Optimum RBLN preserves the same API interface as the original HuggingFace models:

  • Language models support .generate() method
  • Vision and other models support both direct call syntax (model(inputs)) and .forward() method
  • Diffusers pipelines support the __call__() method (used with direct call syntax)

Usage Patterns

There are multiple ways to configure and use RBLN models:

Method 1: Using rbln_* parameters

from optimum.rbln import RBLNLlamaForCausalLM
from transformers import AutoTokenizer

# Load and compile the model with inline parameters
model = RBLNLlamaForCausalLM.from_pretrained(
    "meta-llama/Llama-2-7b-chat-hf",
    export=True,  # Set to True for compilation
    rbln_batch_size=1,
    rbln_max_seq_len=512,  # Optional, inferred from model config if not specified
    rbln_tensor_parallel_size=4  # For multi-device execution
)

# Load tokenizer and prepare inputs
tokenizer = AutoTokenizer.from_pretrained("meta-llama/Llama-2-7b-chat-hf")
inputs = tokenizer("Hello, I'm a language model", return_tensors="pt")

# Generate text with the model
outputs = model.generate(**inputs, max_new_tokens=64)
from optimum.rbln import RBLNLlamaForCausalLM, RBLNLlamaForCausalLMConfig
from transformers import AutoTokenizer

# Define configuration through RBLNConfig object
config = RBLNLlamaForCausalLMConfig(
    batch_size=1,
    max_seq_len=4096,
    tensor_parallel_size=4
)

# Load and compile the model with config object
model = RBLNLlamaForCausalLM.from_pretrained(
    "meta-llama/Llama-2-7b-chat-hf",
    export=True,
    rbln_config=config
)

# Load tokenizer and prepare inputs
tokenizer = AutoTokenizer.from_pretrained("meta-llama/Llama-2-7b-chat-hf")
inputs = tokenizer("Hello, I'm a language model", return_tensors="pt")

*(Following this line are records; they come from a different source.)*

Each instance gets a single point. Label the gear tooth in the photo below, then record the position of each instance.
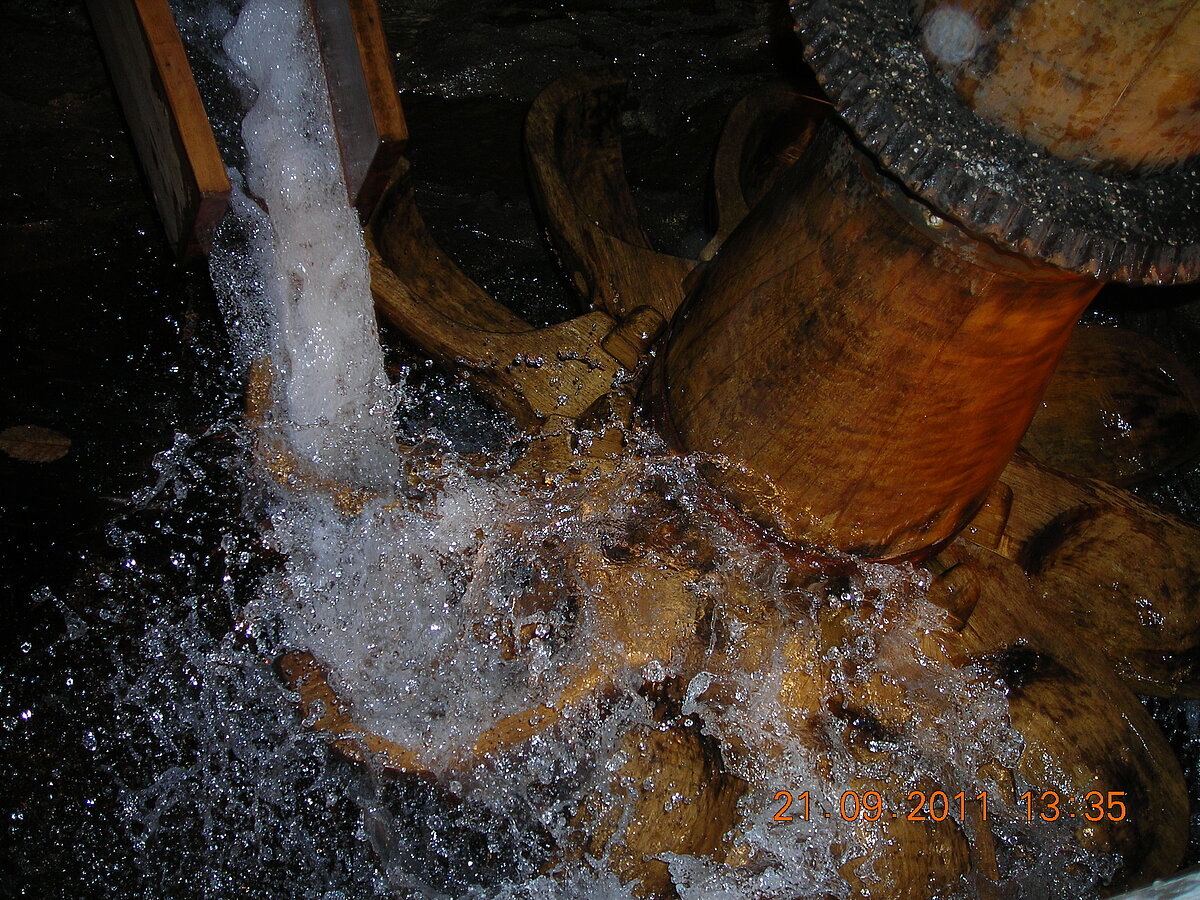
(1104, 253)
(881, 132)
(1162, 268)
(1077, 246)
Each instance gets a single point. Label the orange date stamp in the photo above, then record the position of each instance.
(940, 805)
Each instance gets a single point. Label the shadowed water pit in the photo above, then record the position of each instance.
(463, 595)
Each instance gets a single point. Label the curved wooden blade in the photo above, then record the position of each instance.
(532, 373)
(573, 142)
(763, 135)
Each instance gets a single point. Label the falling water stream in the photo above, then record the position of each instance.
(199, 773)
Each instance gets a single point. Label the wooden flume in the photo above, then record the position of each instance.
(1041, 541)
(1061, 690)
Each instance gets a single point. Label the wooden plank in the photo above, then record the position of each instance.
(367, 115)
(166, 118)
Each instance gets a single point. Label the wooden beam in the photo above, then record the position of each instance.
(166, 118)
(367, 115)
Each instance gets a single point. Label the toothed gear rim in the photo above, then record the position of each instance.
(867, 57)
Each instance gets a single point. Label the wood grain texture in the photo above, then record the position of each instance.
(1109, 84)
(865, 367)
(1083, 729)
(166, 118)
(1120, 408)
(1113, 569)
(367, 115)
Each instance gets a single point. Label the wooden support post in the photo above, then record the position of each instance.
(865, 366)
(166, 118)
(172, 131)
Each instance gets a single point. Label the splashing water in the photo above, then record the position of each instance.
(457, 599)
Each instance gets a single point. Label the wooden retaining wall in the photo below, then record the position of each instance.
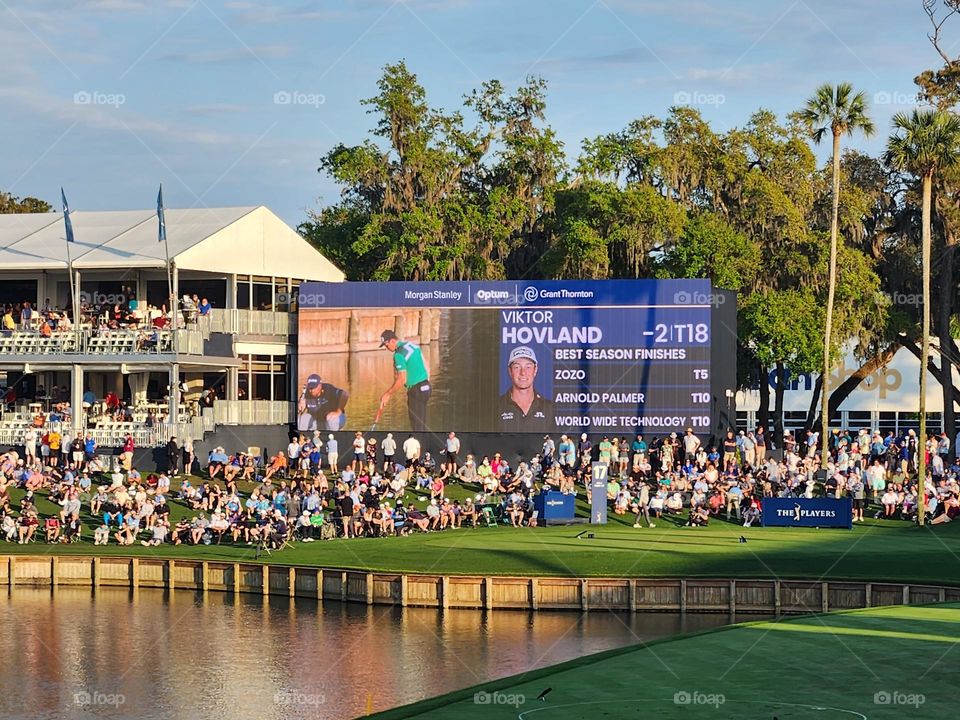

# Generate text with the model
outputs = model.generate(**inputs, max_new_tokens=64)

Benefits

  • Drop-in Replacement: Replace original HuggingFace imports with RBLN equivalents
  • Same Familiar API: Use the same methods you're already familiar with
  • Fine-grained Control: Configure static parameters for maximum performance

For detailed model support information and hardware compatibility, please refer to the Optimum RBLN Overview.